1. ## A few flux questions

1. Let S be the surface $\displaystyle z=x, x^2+y^2<=1$ Find

$\displaystyle \iint (x^2 +y^2)dS$

I know the answer is supposed to be $\displaystyle \sqrt{2}*\pi/ 2$ but can't seem to get there. I've tried evaluating it with the divergence theorem, but nothing I do seems to work correctly. I know that $\displaystyle x^2+y^2dS$ is equal to $\displaystyle F \cdot n$ and I have $\displaystyle n = <-1/\sqrt{2},0,1/\sqrt{2}>$, which would make $\displaystyle F=<-\sqrt{2} x^2,0,\sqrt{2} y^2>$. Then the integral becomes $\displaystyle \sqrt{2} \int_0^{2\pi}} \int_0^{1} \int_0^{rcos\theta} } -r^2cos(\theta)^2+r^2sin(\theta)^2 rdzdrd\theta$.

Am I doing this right? I can't figure out where I'm messing up.

These next two I have the same issues with:

2. Let S be the surface $\displaystyle z = x + y, 0\leqslant x \leqslant 1, 0\leqslant x \leqslant 1$. Find the upward flux of the vector field $\displaystyle F = <z,x,y>$ across S.

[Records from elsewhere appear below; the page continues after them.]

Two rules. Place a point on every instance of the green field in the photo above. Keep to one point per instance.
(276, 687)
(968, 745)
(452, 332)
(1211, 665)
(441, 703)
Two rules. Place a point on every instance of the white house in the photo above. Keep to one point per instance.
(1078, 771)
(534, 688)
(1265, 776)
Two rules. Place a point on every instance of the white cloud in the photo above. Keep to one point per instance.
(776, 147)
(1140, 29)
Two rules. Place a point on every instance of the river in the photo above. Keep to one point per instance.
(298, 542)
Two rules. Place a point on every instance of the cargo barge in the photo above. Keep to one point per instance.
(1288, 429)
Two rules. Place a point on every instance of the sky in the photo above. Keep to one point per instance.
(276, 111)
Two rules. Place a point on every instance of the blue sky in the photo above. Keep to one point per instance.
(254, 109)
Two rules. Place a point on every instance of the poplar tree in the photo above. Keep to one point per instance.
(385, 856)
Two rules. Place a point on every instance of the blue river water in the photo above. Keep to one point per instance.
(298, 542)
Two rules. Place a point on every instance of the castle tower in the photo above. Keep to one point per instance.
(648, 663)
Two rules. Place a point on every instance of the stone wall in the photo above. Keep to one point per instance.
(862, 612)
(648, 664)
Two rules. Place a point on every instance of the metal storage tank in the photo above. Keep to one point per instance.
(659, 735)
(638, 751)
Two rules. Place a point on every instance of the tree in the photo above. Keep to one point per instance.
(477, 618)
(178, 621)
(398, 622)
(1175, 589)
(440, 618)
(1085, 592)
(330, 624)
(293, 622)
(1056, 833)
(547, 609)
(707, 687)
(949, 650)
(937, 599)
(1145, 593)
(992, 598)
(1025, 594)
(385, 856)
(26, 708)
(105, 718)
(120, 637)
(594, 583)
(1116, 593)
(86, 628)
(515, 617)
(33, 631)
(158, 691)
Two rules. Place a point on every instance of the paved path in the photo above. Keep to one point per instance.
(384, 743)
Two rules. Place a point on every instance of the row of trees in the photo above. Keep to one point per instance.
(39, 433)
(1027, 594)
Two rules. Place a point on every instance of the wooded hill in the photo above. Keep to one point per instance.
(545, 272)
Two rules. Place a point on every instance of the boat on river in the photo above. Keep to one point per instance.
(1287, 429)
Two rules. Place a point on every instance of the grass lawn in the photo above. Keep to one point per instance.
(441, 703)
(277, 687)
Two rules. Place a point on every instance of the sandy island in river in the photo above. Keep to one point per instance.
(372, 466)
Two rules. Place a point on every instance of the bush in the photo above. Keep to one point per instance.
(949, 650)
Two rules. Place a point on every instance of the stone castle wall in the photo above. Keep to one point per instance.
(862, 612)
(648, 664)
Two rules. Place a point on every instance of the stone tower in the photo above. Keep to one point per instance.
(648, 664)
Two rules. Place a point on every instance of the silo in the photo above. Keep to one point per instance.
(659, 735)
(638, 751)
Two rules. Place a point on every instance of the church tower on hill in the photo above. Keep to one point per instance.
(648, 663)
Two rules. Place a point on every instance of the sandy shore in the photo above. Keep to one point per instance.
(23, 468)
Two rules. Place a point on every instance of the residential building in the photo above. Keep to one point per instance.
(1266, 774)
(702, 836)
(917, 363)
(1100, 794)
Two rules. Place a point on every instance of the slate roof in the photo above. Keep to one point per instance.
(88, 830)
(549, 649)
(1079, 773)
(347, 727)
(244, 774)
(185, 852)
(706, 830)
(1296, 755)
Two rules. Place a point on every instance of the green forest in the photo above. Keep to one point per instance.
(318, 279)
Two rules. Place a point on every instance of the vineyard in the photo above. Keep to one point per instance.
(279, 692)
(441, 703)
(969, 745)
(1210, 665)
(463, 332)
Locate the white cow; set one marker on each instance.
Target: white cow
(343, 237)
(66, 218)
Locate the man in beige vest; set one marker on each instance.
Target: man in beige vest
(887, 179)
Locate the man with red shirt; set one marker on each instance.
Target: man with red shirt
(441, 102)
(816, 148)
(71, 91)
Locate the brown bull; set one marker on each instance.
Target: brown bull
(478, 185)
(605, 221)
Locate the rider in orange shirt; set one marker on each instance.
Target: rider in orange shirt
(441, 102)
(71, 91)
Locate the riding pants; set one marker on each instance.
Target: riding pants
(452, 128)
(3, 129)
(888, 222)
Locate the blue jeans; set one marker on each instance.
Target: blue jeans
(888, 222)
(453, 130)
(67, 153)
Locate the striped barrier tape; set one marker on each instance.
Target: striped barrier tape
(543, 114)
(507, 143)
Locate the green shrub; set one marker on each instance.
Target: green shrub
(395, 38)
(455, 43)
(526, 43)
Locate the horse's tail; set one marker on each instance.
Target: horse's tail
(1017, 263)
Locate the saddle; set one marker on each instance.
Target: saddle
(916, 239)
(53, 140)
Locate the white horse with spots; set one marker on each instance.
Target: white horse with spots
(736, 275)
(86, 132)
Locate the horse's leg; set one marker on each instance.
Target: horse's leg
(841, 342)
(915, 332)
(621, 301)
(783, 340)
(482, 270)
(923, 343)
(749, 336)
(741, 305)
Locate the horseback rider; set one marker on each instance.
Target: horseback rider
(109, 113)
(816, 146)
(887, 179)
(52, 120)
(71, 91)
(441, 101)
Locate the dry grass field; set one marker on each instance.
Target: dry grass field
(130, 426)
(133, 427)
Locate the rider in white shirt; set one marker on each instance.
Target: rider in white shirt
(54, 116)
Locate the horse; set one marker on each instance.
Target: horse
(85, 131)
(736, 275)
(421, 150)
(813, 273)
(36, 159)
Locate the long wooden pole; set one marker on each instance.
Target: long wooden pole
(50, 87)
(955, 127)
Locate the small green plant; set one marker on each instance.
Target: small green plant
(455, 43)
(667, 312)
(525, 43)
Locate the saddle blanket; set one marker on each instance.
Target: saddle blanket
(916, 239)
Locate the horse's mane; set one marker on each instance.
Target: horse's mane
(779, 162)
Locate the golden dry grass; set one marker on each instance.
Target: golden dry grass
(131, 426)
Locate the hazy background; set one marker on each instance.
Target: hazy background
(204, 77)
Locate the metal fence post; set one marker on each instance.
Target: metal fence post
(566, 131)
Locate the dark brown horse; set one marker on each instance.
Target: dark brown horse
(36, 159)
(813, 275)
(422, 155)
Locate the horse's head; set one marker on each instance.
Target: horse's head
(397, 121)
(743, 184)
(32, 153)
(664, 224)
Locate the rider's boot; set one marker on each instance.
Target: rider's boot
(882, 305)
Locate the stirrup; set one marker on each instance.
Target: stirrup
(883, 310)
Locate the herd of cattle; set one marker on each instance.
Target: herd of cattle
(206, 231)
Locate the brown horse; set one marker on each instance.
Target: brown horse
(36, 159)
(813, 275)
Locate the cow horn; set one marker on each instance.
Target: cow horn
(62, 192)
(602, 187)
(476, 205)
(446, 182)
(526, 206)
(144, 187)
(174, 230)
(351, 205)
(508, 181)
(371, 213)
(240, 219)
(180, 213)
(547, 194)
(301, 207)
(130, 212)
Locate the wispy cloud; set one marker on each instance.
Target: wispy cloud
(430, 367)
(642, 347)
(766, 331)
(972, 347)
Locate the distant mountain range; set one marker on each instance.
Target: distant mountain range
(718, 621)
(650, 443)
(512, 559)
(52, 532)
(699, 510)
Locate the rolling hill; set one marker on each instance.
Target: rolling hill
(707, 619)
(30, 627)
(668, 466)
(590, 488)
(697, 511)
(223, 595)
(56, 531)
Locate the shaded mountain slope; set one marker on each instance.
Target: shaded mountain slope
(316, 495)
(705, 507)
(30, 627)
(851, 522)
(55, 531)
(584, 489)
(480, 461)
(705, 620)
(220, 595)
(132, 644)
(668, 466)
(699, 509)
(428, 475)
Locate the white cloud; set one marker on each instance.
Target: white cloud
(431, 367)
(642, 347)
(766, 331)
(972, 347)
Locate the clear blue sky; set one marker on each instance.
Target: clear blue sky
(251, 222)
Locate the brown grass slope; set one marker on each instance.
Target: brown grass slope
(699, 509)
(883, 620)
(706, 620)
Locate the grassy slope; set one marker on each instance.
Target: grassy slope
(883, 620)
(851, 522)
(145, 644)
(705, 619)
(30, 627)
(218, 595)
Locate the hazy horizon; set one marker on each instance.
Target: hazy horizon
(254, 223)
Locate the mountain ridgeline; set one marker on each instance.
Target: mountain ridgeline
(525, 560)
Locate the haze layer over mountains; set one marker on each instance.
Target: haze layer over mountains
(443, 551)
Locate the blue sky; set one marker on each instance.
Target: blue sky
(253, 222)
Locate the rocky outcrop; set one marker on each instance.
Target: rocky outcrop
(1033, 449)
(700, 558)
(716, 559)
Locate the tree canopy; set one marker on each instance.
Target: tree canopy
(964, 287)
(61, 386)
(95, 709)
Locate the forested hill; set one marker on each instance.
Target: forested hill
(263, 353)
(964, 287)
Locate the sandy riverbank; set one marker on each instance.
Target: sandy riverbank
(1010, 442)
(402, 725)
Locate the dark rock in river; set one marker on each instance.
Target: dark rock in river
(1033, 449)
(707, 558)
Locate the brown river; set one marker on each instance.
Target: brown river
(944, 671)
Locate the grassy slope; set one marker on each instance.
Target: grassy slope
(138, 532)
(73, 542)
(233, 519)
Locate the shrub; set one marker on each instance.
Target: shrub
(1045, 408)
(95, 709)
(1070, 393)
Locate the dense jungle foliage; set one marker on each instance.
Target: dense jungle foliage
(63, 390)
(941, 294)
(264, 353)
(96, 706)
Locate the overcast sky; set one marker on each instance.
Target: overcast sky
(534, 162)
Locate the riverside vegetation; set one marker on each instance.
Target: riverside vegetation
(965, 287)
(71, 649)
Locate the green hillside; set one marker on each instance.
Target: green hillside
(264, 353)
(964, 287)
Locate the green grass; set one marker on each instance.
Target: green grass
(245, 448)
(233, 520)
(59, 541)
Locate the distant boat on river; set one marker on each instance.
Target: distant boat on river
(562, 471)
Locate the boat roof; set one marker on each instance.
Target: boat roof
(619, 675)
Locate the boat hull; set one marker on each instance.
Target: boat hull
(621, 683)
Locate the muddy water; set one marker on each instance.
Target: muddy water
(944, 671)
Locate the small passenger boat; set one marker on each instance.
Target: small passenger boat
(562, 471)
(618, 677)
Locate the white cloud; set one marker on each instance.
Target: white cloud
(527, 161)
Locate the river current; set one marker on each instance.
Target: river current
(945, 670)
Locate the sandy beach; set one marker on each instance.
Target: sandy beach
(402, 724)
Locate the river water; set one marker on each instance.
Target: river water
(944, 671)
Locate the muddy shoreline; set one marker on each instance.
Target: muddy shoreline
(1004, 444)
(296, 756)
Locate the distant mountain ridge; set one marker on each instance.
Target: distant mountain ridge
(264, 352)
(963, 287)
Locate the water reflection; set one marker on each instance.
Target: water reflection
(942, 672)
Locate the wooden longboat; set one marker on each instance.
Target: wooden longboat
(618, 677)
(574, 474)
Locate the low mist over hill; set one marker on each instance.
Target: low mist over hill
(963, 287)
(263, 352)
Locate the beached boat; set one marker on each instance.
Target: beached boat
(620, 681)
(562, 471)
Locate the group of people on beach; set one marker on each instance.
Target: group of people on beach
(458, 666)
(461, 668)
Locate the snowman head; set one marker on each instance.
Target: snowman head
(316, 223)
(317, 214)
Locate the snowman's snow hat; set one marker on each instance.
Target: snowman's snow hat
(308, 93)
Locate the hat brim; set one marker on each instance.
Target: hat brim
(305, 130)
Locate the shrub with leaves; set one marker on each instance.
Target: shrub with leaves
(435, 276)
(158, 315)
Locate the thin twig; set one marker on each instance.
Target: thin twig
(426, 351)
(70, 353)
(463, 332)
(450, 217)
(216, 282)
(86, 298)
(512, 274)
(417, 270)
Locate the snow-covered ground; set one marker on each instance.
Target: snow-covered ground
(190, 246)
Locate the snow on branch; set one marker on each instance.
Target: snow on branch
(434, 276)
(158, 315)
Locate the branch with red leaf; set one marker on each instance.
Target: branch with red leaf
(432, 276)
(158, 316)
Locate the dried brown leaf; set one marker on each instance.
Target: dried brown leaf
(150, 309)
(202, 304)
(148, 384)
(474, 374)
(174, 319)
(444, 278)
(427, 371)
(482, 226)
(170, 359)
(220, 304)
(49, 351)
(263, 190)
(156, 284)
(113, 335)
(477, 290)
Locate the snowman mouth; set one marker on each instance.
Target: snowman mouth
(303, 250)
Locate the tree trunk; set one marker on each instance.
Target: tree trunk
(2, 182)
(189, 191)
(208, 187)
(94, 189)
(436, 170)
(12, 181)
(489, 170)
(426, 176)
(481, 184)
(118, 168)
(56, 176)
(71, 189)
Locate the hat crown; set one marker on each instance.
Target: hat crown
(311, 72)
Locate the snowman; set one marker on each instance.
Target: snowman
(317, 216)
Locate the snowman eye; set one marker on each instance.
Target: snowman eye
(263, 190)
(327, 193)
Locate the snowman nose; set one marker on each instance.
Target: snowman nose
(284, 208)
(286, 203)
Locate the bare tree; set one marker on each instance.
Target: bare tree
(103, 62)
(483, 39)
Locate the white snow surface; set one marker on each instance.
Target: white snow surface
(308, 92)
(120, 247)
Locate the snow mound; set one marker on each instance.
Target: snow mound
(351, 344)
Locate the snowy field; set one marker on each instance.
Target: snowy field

I think that the divergence is 0, and wouldn't that make the whole integral 0? But I'm told the correct answer is -1. Why is this?

3. Let S be the portion of the cylinder given by $\displaystyle 0\leqslant z \leqslant 3, r=1, 0\leqslant \theta \leqslant \pi/2$.

Orient S by normal vectors pointing away from the z-axis and compute the flux of $\displaystyle F = <2x,y,-3z>$ across S.

In this case, wouldn't the divergence also be 0, since $\displaystyle \nabla \cdot F = 2 + 1 -3 = 0$?

But I know the answer to be $\displaystyle 9\pi/4$.

I'm obviously missing the same sort of thing in all these problems so any help would be appreciated very much!

2. For the first one the divergence theorem does not apply it is a scalar surface integral.

$\displaystyle dS=\sqrt{ \left(\frac{\partial z}{\partial x} \right)^2+ \left(\frac{\partial z}{\partial y} \right)^2+1}=\sqrt{2}$

This gives the integral in cylindrical coordinates

$\displaystyle \sqrt{2}\int_{0}^{2\pi}\int_{0}^{1}r^2 rdrd\theta$

for 2 the divergence theorem does not apply because the surface is not closed.
use the definition of a surface integral

for 3 again the surface is not closed so the divergence theorem does not apply.
This can be parametrized by

$\displaystyle \mathbf{r}(\theta,z)=\cos(\theta)\mathbf{i}+\sin( \theta )\mathbf{j}+z\mathbf{k}$

3. Okay, I sort of understand this, but I still have some questions.

For the second problem, since $\displaystyle F = zi + xj + yk$ and $\displaystyle z = x+ y$

Then $\displaystyle \frac{\partial z}{\partial x} =1$ and $\displaystyle \frac{\partial z}{\partial y} = 1$, so for the definition of a surface integral I have

$\displaystyle \iint F\cdot dS = \iint (-P \frac{\partial z}{\partial x} - Q \frac{\partial z}{\partial y} + R) dA$ for $\displaystyle F = P i + Q j + Rk.$

So my integral is $\displaystyle \iint -2x dxdy$

But how do I set up the limits?

And for the 3rd one, if $\displaystyle \mathbf{r}(\theta,z)=\cos(\theta)\mathbf{i}+\sin( \theta )\mathbf{j}+z\mathbf{k}$, then I'm getting {$\displaystyle r}_{\theta } = <-sin(\theta),cos(\theta),0>$ and $\displaystyle {r}_{z} = <0,0,1>,$ and their cross product is $\displaystyle <cos(\theta),sin(\theta),0>.$ How do I proceed from there?

4. For the 2nd problem the limits are given to you! You typed them in the problem statement.

To the third problem dot the vector you obtianed by the cross product with the vector field and use the limits you gave in the problem statement.

5. Thank you very much!